Author:
• Sunday, January 24th, 2010

It was a calculated risk but a risk nonetheless.  Steven Solari observed with apparent indifference, as his wife redecorated their tree for the third time this year.  Every day a new catalog arrived with a better idea than the last leaving her frantic to recreate it in her own home.  This particular option was hideous.

“What do you think Steve?”

The tone in her voice indicated that she wasn’t sure.  If he didn’t give an Oscar winning performance, she’d start all over in the morning. “Wow!  That is the most elegant thing I’ve ever seen.  So fresh and non-cliché.  I think you have a hidden talent for decorating.

Lynne preened a bit as she stood back to better admire the tree.  “I wasn’t sure about the black and silver but I think it works.”

“What it needs is one of those crystal encrusted huge stars as a focal point.”  He knew she’d love the idea and it’d take her a good week to find something like that.  He’d buy up everything in town if it meant she’d keep looking.  He’d never be frustrated at her lack of computer literacy again.

“Oh!  I have one of those upstairs!  I’ll go get it right now!”

“Lynne, first, I need to talk to you about something.  Come here.”

“I just-”

Steven reserved a tone for the rare occasions when he didn’t have the patience to be cajoling.  “No.  Now.”

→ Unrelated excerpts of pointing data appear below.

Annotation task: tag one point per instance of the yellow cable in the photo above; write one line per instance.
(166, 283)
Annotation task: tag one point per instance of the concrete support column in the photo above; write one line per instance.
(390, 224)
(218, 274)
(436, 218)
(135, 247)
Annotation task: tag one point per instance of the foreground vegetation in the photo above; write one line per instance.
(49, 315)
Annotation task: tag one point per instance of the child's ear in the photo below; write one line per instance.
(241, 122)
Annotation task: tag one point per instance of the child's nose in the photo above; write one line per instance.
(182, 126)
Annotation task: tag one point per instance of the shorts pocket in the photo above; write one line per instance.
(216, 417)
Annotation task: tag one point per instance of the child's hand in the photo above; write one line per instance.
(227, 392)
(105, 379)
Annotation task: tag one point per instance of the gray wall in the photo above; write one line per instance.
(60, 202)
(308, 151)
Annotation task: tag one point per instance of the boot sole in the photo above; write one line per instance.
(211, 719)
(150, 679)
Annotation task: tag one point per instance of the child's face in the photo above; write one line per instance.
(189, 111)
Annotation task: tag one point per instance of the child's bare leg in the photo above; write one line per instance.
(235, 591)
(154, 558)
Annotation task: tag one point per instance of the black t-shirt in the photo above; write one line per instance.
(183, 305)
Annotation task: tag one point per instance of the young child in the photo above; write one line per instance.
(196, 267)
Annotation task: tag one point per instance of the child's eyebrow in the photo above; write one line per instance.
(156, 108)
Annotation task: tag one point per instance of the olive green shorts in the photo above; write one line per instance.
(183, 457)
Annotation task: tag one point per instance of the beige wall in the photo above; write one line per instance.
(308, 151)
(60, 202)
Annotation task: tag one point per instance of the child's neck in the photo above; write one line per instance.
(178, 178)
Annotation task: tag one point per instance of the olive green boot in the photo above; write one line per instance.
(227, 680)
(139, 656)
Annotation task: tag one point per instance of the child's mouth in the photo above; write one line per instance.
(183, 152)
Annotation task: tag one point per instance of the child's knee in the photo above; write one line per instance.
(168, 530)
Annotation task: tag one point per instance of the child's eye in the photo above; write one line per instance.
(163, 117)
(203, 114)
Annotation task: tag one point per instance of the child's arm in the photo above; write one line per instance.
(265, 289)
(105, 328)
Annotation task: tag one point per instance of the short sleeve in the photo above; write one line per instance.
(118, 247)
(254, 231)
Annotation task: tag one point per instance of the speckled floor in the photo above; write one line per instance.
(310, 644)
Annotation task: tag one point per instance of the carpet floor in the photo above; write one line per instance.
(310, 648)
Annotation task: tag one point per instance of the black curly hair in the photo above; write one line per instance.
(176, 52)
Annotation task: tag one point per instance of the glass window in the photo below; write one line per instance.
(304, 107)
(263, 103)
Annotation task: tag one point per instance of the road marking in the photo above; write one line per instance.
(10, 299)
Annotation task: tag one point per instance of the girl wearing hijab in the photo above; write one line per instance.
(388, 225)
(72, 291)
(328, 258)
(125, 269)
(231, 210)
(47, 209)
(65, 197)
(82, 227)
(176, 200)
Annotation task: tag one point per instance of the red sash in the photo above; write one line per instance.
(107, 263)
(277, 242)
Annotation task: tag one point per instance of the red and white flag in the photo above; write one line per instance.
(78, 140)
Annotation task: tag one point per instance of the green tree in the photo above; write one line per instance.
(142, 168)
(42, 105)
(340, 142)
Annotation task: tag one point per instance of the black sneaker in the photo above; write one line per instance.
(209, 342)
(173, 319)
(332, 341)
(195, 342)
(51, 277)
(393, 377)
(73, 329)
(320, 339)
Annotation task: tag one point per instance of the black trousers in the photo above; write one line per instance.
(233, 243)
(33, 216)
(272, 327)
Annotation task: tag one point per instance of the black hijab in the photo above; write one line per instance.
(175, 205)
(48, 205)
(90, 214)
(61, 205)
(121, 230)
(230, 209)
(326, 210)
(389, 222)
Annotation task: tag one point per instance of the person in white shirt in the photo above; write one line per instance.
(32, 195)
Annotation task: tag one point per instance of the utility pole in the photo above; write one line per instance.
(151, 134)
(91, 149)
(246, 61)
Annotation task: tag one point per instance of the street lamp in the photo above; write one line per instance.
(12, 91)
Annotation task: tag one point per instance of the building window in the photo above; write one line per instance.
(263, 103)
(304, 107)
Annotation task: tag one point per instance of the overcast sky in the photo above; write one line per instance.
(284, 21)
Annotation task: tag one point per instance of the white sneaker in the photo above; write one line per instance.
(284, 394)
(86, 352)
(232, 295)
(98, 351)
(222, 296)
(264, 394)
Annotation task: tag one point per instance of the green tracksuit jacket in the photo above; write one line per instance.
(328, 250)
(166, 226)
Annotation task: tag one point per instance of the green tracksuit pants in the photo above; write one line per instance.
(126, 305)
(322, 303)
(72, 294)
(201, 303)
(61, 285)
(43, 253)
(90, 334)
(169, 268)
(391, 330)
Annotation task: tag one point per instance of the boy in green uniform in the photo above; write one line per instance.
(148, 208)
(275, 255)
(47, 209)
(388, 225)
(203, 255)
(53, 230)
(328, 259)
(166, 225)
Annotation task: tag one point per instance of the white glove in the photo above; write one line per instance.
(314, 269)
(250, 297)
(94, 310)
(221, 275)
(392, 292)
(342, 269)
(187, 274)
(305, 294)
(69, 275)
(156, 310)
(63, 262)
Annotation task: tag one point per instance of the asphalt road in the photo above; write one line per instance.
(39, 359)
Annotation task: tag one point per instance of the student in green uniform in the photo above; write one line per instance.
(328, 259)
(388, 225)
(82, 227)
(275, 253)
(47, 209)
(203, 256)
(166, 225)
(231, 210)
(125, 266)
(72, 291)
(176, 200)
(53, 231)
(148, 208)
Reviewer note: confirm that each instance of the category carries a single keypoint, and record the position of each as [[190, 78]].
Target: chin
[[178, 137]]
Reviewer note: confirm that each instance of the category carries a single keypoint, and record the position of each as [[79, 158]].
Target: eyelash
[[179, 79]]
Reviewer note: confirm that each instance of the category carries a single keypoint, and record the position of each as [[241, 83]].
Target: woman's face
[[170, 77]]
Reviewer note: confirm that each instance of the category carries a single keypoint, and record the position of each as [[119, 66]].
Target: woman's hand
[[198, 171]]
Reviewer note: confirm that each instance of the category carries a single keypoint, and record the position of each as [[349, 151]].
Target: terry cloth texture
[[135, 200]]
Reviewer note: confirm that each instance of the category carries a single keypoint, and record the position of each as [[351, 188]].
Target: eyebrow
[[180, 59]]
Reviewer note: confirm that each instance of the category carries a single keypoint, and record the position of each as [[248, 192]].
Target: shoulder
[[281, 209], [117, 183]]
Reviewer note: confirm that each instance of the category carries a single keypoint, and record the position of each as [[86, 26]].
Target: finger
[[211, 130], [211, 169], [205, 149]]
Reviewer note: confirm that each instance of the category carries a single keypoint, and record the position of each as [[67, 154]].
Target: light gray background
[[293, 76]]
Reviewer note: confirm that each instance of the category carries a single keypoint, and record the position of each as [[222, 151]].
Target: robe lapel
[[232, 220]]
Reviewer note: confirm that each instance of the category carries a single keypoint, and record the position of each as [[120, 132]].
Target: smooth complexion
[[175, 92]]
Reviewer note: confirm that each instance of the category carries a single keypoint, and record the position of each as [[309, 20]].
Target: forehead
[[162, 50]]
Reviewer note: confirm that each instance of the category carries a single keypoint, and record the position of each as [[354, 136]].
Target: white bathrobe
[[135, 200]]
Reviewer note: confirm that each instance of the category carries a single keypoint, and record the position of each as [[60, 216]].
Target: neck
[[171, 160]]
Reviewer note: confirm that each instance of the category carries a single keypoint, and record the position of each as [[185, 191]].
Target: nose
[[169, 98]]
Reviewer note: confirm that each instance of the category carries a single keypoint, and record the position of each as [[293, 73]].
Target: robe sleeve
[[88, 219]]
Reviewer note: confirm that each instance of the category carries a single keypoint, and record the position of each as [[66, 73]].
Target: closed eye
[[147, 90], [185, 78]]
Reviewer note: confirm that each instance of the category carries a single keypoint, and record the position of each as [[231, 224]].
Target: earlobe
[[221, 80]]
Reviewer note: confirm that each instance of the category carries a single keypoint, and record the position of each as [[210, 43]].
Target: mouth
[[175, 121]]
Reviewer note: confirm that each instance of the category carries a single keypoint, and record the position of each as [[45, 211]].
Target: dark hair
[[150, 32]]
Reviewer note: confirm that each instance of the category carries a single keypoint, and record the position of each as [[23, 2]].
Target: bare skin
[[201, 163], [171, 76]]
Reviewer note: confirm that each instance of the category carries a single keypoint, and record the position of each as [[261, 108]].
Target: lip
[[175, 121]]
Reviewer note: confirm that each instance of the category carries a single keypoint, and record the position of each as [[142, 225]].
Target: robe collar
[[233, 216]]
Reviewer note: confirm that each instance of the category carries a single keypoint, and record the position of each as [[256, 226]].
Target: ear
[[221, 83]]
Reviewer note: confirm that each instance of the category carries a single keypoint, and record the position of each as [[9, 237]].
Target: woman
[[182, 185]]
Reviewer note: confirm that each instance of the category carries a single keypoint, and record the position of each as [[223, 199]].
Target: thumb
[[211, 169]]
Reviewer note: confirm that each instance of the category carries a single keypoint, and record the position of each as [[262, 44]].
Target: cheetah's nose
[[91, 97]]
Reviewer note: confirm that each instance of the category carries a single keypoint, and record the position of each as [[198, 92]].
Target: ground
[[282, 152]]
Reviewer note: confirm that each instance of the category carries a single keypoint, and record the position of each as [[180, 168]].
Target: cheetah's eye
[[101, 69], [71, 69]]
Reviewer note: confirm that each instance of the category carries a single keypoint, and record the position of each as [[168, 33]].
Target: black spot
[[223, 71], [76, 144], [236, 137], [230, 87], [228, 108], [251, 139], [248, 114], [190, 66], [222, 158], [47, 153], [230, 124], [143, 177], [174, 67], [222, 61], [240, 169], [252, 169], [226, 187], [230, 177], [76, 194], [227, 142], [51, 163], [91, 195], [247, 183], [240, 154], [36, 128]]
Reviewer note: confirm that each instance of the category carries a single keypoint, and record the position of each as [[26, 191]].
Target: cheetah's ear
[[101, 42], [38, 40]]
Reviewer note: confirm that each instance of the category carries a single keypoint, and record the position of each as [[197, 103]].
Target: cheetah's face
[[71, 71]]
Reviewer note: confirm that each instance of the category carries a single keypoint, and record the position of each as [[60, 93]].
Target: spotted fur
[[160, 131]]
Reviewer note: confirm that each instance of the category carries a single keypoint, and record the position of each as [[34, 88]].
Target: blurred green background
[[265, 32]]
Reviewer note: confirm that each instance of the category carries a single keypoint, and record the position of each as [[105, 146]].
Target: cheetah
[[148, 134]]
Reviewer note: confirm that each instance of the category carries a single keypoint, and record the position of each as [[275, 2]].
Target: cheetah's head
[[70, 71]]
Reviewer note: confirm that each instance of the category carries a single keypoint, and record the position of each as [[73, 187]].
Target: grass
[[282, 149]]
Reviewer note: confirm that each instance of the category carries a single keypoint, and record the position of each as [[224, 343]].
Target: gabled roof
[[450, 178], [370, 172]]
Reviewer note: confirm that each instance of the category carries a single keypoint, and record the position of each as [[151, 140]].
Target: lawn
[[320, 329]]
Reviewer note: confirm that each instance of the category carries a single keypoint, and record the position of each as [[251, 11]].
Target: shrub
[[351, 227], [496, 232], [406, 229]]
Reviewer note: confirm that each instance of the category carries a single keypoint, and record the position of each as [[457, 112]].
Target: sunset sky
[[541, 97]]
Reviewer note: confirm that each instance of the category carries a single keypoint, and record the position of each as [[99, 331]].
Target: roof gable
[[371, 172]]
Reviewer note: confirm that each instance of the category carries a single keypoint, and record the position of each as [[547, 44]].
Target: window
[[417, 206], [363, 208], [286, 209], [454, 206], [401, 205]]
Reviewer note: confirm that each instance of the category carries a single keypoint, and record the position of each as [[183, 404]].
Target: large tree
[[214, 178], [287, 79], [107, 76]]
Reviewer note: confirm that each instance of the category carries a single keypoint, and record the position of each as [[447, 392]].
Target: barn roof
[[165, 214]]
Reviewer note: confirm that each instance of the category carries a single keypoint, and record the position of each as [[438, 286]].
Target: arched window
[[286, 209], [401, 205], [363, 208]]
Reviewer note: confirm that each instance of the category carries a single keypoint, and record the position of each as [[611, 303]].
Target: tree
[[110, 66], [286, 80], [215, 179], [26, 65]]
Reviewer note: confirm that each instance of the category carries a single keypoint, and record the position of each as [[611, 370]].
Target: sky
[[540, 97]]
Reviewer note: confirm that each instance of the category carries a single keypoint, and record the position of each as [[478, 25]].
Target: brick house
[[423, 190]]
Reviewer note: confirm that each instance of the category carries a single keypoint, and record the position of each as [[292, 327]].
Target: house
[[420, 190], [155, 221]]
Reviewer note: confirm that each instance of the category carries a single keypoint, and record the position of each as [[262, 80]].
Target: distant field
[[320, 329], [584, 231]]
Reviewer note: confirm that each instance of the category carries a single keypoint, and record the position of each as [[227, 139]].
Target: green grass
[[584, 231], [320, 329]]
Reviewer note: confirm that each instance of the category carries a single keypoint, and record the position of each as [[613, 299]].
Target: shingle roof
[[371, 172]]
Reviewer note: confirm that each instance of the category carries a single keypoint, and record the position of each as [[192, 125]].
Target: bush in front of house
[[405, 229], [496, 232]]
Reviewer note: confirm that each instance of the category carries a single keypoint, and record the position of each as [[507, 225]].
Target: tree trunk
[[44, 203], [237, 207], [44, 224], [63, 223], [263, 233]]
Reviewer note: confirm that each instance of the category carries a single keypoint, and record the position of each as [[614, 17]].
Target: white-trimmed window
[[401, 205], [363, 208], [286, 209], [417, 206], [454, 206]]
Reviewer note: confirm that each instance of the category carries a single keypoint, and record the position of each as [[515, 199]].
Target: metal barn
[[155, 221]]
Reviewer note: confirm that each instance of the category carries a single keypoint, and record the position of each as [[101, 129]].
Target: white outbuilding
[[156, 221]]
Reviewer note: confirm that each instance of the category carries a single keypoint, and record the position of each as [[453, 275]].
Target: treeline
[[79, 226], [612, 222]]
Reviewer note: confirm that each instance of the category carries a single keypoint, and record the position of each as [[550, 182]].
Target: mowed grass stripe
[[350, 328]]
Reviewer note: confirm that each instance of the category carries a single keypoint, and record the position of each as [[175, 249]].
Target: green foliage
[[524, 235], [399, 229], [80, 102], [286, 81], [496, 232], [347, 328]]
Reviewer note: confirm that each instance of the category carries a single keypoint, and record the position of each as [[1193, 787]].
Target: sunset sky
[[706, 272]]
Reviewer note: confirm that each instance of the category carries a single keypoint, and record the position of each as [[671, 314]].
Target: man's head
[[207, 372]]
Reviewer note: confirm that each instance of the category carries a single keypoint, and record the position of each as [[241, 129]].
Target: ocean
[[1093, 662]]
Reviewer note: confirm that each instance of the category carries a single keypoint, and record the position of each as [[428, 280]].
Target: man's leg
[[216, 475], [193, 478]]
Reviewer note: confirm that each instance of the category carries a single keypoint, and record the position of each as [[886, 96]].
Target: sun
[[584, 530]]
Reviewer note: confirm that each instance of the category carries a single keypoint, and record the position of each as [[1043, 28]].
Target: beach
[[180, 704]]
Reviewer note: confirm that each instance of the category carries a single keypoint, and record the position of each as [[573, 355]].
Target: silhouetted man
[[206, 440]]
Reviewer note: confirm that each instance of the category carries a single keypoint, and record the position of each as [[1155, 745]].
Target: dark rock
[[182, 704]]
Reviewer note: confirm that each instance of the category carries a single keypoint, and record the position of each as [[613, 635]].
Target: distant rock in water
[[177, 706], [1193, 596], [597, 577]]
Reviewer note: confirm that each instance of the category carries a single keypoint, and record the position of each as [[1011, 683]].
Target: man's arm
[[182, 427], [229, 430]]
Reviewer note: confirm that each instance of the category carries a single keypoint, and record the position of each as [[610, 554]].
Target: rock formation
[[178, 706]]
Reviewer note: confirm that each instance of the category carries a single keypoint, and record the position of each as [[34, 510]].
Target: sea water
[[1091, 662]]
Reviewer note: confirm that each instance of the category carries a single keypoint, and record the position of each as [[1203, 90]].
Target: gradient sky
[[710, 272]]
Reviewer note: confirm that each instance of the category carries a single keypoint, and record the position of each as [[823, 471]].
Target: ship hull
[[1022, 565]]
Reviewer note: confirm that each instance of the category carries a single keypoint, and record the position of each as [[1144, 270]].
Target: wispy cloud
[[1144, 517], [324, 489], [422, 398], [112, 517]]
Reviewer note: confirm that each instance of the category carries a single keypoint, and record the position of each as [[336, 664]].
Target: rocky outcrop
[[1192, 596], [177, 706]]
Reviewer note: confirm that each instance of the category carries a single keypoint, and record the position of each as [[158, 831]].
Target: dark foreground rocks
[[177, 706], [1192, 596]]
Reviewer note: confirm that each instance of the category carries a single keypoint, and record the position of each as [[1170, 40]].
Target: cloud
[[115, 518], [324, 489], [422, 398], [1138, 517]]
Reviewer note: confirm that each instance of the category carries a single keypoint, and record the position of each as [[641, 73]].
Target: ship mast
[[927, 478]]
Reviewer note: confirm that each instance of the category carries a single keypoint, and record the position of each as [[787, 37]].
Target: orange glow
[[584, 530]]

She sat across from him in her favorite chair.  “What’s wrong?”

“Come here.  I’m not angry with you but I have some difficult news to tell you.”  His affection for his wife, while less than effusive, was genuine and he didn’t care to hurt her.  Even his few infidelities over the years had never reached her ears.  He ensured it.

“Steve?”  The trepidation in her tone almost stopped him.  Almost.

With a gentle arm around her, he pulled a copy of the article on Willow from his pocket.  “Remember this?”

“Yeah…”

“This girl, Willow Finley.  Steve knew her mother.  Well- he didn’t know her well but he went out with her once.”

“How do you know?”

He hesitated.  All of his mental deliberations flooded his mind again.  If he chose the wrong approach, it’d fail.  However, if Willow was going to be a part of their lives, he had to be honest or it’d backfire.  “Steve came to me and confessed he’d been out with a girl and got drunk.”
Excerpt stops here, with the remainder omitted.